As such, the AI component might just look for "CanDrive" in the variable
context when attempting to hop into a jaguar. If it finds "CanDrive", then
it would put itself in the seat, expose the required
data/functions/whatever, and call "AIDrive". "AIDrive" would be a function
served by whatever component was attached to the entity that knew how to
drive, and it would then handle the driving of the entity in the car given
the data exposed by the calling component. When it finished, it might stand
the entity back up, then call "AIRoam" to reset the AI state back to another
controlling component.
This abstracts the AI code such that your "driver" component can be plugged
into almost anything. Hell, so long as it had the required animations, a
newt could drive a car, if you wanted it to. The rest works on the same
principle.
... I gather the way I'm doing things is very much like a MUD - at the very
least, bruce has been nudging my methods as far as script exposure and
entity messaging go towards the way a MUD might do it. I don't see this as
a bad thing at all, as it should faciliate the system's use in other game
types (or an MMORPG, or a co-op game, etc).

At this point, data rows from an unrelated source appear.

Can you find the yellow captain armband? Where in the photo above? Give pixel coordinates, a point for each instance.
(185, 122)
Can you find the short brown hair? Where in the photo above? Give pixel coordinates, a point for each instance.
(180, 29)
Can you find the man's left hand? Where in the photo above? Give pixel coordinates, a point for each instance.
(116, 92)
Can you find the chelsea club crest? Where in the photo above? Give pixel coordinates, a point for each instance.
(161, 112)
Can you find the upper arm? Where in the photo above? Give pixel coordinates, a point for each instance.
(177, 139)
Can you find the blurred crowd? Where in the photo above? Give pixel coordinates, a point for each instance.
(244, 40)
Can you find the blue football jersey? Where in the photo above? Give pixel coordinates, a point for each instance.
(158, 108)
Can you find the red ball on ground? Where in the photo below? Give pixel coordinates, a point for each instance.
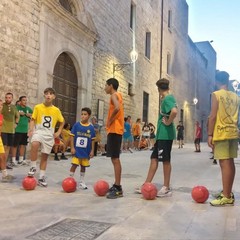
(149, 191)
(69, 185)
(29, 183)
(200, 194)
(101, 187)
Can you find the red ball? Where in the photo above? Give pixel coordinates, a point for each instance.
(200, 194)
(69, 184)
(149, 191)
(101, 187)
(29, 183)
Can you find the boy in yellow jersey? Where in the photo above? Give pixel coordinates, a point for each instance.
(223, 135)
(115, 129)
(5, 176)
(42, 125)
(82, 145)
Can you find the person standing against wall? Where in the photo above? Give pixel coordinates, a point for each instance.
(11, 119)
(223, 135)
(115, 129)
(21, 131)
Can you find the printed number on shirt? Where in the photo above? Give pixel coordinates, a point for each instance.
(81, 142)
(47, 121)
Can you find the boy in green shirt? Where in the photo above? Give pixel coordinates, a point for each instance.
(21, 137)
(165, 135)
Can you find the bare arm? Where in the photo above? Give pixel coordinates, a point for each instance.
(169, 120)
(116, 104)
(212, 120)
(72, 144)
(31, 127)
(56, 134)
(92, 149)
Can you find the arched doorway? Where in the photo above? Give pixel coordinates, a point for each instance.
(66, 85)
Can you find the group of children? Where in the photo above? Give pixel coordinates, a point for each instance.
(45, 117)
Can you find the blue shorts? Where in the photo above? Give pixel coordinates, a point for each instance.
(162, 150)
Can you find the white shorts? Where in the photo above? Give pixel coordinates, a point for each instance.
(47, 142)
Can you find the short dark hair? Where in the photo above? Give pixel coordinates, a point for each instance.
(50, 90)
(163, 84)
(222, 77)
(20, 98)
(114, 82)
(9, 93)
(88, 110)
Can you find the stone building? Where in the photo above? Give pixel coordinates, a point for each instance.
(76, 45)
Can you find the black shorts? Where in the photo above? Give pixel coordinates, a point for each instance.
(114, 142)
(162, 150)
(7, 139)
(197, 140)
(136, 138)
(179, 137)
(20, 139)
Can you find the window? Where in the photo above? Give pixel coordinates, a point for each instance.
(130, 89)
(66, 5)
(181, 115)
(168, 63)
(148, 45)
(133, 17)
(169, 19)
(145, 107)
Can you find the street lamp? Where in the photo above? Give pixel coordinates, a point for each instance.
(195, 101)
(119, 66)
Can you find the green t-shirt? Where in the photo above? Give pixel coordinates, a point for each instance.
(22, 126)
(166, 132)
(10, 114)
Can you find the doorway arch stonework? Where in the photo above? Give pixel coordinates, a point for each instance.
(66, 85)
(60, 33)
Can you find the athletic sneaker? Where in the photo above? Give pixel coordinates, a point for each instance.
(164, 192)
(23, 163)
(63, 157)
(8, 178)
(42, 182)
(130, 150)
(82, 185)
(32, 171)
(138, 190)
(222, 201)
(114, 193)
(14, 164)
(217, 195)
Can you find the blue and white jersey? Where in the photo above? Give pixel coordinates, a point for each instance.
(83, 136)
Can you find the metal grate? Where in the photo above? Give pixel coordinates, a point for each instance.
(73, 229)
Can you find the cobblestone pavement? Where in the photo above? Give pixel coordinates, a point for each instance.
(50, 213)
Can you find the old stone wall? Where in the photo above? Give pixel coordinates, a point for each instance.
(19, 54)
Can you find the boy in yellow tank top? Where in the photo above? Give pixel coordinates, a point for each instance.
(115, 129)
(223, 135)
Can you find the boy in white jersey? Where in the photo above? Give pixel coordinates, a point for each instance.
(223, 135)
(42, 125)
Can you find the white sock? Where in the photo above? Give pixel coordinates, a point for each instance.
(42, 173)
(33, 164)
(4, 173)
(82, 175)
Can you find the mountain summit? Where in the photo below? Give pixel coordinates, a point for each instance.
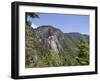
(47, 46)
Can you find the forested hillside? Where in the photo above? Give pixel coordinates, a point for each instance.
(47, 46)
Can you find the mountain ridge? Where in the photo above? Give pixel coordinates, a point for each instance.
(49, 46)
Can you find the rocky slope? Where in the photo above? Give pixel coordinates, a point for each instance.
(47, 46)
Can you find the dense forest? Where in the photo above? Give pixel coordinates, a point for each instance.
(48, 46)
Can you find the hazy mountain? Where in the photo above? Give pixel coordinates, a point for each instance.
(49, 46)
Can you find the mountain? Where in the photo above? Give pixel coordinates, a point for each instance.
(48, 46)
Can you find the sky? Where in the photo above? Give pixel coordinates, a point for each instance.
(65, 22)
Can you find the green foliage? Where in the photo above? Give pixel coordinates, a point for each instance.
(39, 55)
(83, 56)
(32, 15)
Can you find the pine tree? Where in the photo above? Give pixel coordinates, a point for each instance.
(83, 56)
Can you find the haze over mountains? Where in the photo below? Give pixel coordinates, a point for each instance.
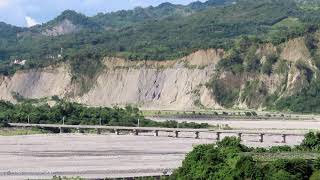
(222, 53)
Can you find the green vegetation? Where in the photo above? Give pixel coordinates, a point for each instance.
(168, 31)
(75, 114)
(228, 159)
(155, 33)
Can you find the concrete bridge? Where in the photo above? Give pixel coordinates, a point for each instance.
(156, 130)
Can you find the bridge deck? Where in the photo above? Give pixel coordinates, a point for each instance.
(152, 129)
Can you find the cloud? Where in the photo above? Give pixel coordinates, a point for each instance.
(4, 3)
(30, 21)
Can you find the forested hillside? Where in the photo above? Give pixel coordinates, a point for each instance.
(164, 32)
(268, 50)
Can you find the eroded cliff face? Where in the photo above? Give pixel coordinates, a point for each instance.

> I don't think the right approach is to just try to model a world
> at the most
> detailed level possible, but to model the world in enough detail for the
> game it supports. There would be little use in modelling trees in the
> painful detail you describe if the game was a vietnam combat game
> where all
> that happened was the trees got flown over at high speed and then
> napalmed.
I disagree, but not in a way that is relevant right now. Eventually, there
will be processing power to spare, and designers will be saying "what kind
of cool thing can we add that the kids want." The answer? Why trees that
explode, topple realistically, and burn, of course! And houses too! And
forts! And... etc. And for that, you need the entity properties and
functionalities I touched on - you need to know the object is wood (or
another burnable material), you need to know how to break the material up
when it gets hit with an RPG, and you need the leaves to contact with the
ground and bend away realistically.
So even if it isn't useful now, such technologies might eventually become
useful - and if your system just happens to support the data required
already, just needs lots of expansion, cool.